Back to work tomorrow
March 12th, 2010I remember when I was I kid I used to hate Sundays.. not because of what happened on them.. no more because all Sunday I was dreading Monday and School!
That changed about 16-17 years ago I used to look forward to Sunday because of Magic and Monday’s and all the other things.. Saturday and Sunday were cool and the “weekend” was it…
Why mention this eh? Well I have that same feeling now, you see tomorrow I go to work for a month.. Away for a whole month offshore.. Away from everyone.. Kind of like going to prison for a month and having to work 12-14 hour days to boot, I used to wonder how people could cope with prison.. I sort think I would be able to handle it after doing this job a year now.. Yeah I get to come home after a month.. *sometimes* but it’s… Hard.. Yes the money is good.. Well good to most other people.. But would they do the job? Could they handle it?
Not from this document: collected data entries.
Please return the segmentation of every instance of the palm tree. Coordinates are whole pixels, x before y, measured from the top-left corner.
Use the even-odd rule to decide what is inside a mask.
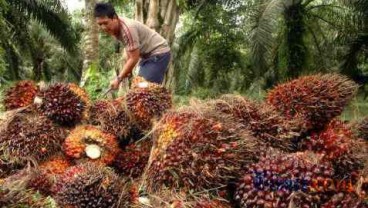
[[[35,56],[36,49],[29,30],[31,20],[46,28],[66,51],[77,52],[78,36],[61,0],[2,0],[1,3],[0,47],[6,50],[8,70],[5,76],[8,79],[20,79],[22,57],[27,54]]]
[[[346,38],[348,51],[340,66],[341,72],[365,84],[368,83],[368,76],[362,73],[358,64],[368,60],[368,1],[344,0],[343,3],[352,10],[353,30]]]
[[[258,78],[269,76],[272,85],[308,73],[313,52],[319,54],[315,70],[328,67],[323,61],[327,47],[322,45],[333,35],[326,35],[326,28],[335,33],[342,29],[336,22],[343,19],[343,8],[335,1],[264,0],[254,6],[250,42]]]

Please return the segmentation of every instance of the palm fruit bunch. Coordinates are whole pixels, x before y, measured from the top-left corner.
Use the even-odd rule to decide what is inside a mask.
[[[128,136],[131,122],[121,100],[99,100],[90,109],[89,122],[117,137]]]
[[[216,189],[237,178],[262,151],[260,142],[237,122],[205,105],[164,114],[153,141],[145,172],[149,192],[164,186],[183,191]]]
[[[90,125],[77,126],[63,144],[67,157],[75,160],[91,160],[111,164],[119,153],[117,138]]]
[[[7,90],[3,104],[6,110],[13,110],[33,103],[38,91],[37,85],[31,80],[23,80]]]
[[[347,153],[350,148],[352,133],[340,120],[334,119],[319,132],[312,132],[301,142],[301,149],[311,150],[325,155],[332,161]]]
[[[65,135],[64,129],[45,116],[21,111],[0,130],[0,154],[9,161],[33,158],[40,162],[61,150]]]
[[[55,199],[67,207],[128,207],[127,183],[96,163],[80,164],[81,172],[66,180]]]
[[[293,139],[304,132],[302,122],[287,119],[272,106],[257,103],[239,95],[223,95],[208,102],[213,108],[229,114],[244,125],[253,136],[283,150],[294,149]]]
[[[245,168],[235,200],[240,207],[314,207],[328,199],[333,169],[300,153],[271,154]],[[296,192],[303,194],[294,196]],[[296,196],[296,195],[295,195]]]
[[[338,193],[323,204],[321,208],[368,208],[368,202],[363,201],[355,193]]]
[[[36,174],[33,174],[27,187],[44,195],[51,195],[55,177],[63,174],[71,166],[72,163],[63,155],[55,155],[39,165]]]
[[[170,92],[160,85],[138,84],[128,91],[125,99],[129,113],[142,130],[148,130],[152,119],[160,117],[172,106]]]
[[[161,85],[147,81],[145,78],[141,76],[136,76],[133,78],[131,88],[140,88],[140,87],[149,87],[149,88],[155,88],[155,87],[161,87]]]
[[[152,141],[149,139],[126,146],[115,158],[117,172],[132,178],[141,176],[148,163],[151,147]]]
[[[39,97],[41,112],[59,124],[72,126],[89,116],[88,95],[76,84],[52,85],[42,90]]]
[[[342,113],[357,89],[345,76],[317,74],[276,86],[268,92],[267,102],[288,119],[300,118],[307,129],[318,129]]]
[[[368,116],[363,118],[361,121],[354,123],[352,130],[354,131],[356,137],[368,141]]]
[[[359,170],[363,168],[364,158],[368,157],[367,144],[354,139],[350,128],[337,119],[333,119],[323,130],[312,132],[300,146],[303,150],[323,154],[323,160],[333,164],[338,179],[356,180]]]

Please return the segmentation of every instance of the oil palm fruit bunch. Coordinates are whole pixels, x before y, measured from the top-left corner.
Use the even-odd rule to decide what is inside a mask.
[[[0,130],[0,154],[12,160],[46,160],[60,151],[64,129],[42,115],[28,111],[14,114]]]
[[[147,81],[145,78],[141,76],[136,76],[133,78],[131,88],[140,88],[140,87],[154,88],[154,87],[161,87],[161,85]]]
[[[293,139],[304,132],[302,122],[287,119],[266,103],[257,103],[239,95],[223,95],[208,105],[234,117],[253,136],[283,150],[294,149]]]
[[[237,122],[205,105],[165,113],[153,140],[145,172],[149,192],[164,186],[216,189],[236,178],[261,151],[260,143]]]
[[[301,142],[301,149],[322,154],[324,161],[331,162],[340,180],[356,180],[368,157],[367,148],[364,141],[353,138],[348,125],[337,119]]]
[[[151,147],[152,141],[149,139],[126,146],[115,158],[116,172],[132,178],[141,176],[148,163]]]
[[[63,155],[57,154],[37,167],[37,171],[32,175],[27,187],[37,190],[44,195],[52,195],[55,178],[63,174],[71,166],[71,161]]]
[[[54,84],[39,93],[39,109],[51,120],[73,126],[89,116],[87,93],[76,84]]]
[[[318,129],[342,113],[357,88],[339,74],[304,76],[276,86],[268,92],[267,102],[288,119],[301,118],[307,129]]]
[[[82,171],[66,180],[55,197],[60,205],[75,208],[128,207],[129,191],[124,180],[96,163],[87,162],[79,166]]]
[[[355,136],[368,141],[368,116],[352,125]]]
[[[133,87],[125,99],[128,112],[142,130],[148,130],[152,125],[152,119],[160,117],[172,106],[170,92],[159,85]]]
[[[77,126],[63,144],[67,157],[75,160],[91,160],[111,164],[119,153],[117,138],[90,125]]]
[[[38,91],[37,85],[31,80],[17,82],[9,88],[4,96],[3,104],[6,110],[13,110],[33,103]]]
[[[368,202],[363,201],[355,193],[338,193],[323,204],[321,208],[367,208]]]
[[[237,184],[235,200],[240,207],[314,207],[328,199],[333,169],[304,154],[271,154],[246,167]],[[301,192],[298,197],[293,193]]]
[[[99,100],[90,109],[90,124],[119,138],[128,136],[131,121],[121,100]]]
[[[301,142],[301,149],[311,150],[325,155],[332,161],[349,151],[352,141],[350,129],[340,120],[334,119],[318,132],[312,132]]]

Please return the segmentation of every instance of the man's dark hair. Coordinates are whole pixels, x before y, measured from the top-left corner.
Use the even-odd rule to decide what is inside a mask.
[[[110,3],[97,3],[95,6],[95,17],[113,18],[116,15],[114,6]]]

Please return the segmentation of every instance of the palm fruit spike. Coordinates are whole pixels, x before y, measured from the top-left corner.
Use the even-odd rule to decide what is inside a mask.
[[[354,193],[338,193],[321,208],[368,208],[368,202],[359,199]]]
[[[117,137],[128,136],[131,121],[121,100],[99,100],[90,109],[90,124],[100,126],[104,132]]]
[[[148,163],[151,147],[149,139],[126,146],[115,158],[114,167],[117,172],[132,178],[141,176]]]
[[[74,125],[88,118],[90,101],[86,92],[75,84],[55,84],[40,92],[39,109],[51,120]]]
[[[128,207],[127,183],[113,171],[95,163],[84,163],[81,172],[64,182],[55,199],[70,207]],[[121,204],[119,204],[121,203]]]
[[[119,152],[116,137],[94,126],[78,126],[63,144],[65,155],[77,160],[91,160],[111,164]]]
[[[358,138],[368,141],[368,116],[363,118],[361,121],[354,123],[352,130]]]
[[[38,91],[37,85],[31,80],[23,80],[8,89],[3,100],[6,110],[13,110],[33,103]]]
[[[166,113],[155,127],[147,190],[216,189],[257,160],[260,143],[228,116],[206,106]],[[264,149],[264,148],[263,148]]]
[[[306,159],[308,158],[308,159]],[[235,200],[240,207],[314,207],[328,199],[333,169],[304,154],[268,155],[249,165],[239,180]],[[303,197],[292,198],[294,192]]]
[[[170,92],[161,86],[134,87],[126,95],[128,112],[142,130],[148,130],[152,119],[160,117],[171,105]]]
[[[0,153],[9,160],[33,158],[41,162],[59,150],[65,130],[49,119],[21,111],[9,118],[0,132]]]
[[[286,151],[295,149],[293,139],[305,131],[301,121],[286,119],[272,106],[239,95],[223,95],[208,104],[218,112],[233,116],[266,144]]]
[[[323,128],[339,116],[358,85],[339,74],[317,74],[276,86],[267,102],[287,118],[301,118],[308,129]]]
Many people I work with have the same problems.. They just turn to drink or gambling as a way of dealing with it..
Me.. I want to get another job.. And now.. The trouble is when your home.. You want to chill out and relax after a month living on your nerves it’s hard to want to do anything, let alone look for another job!
Still next time I *will* try and find another job.. I have no excuses now..
But for the time being.. I’m all packed and hating every minute of this day.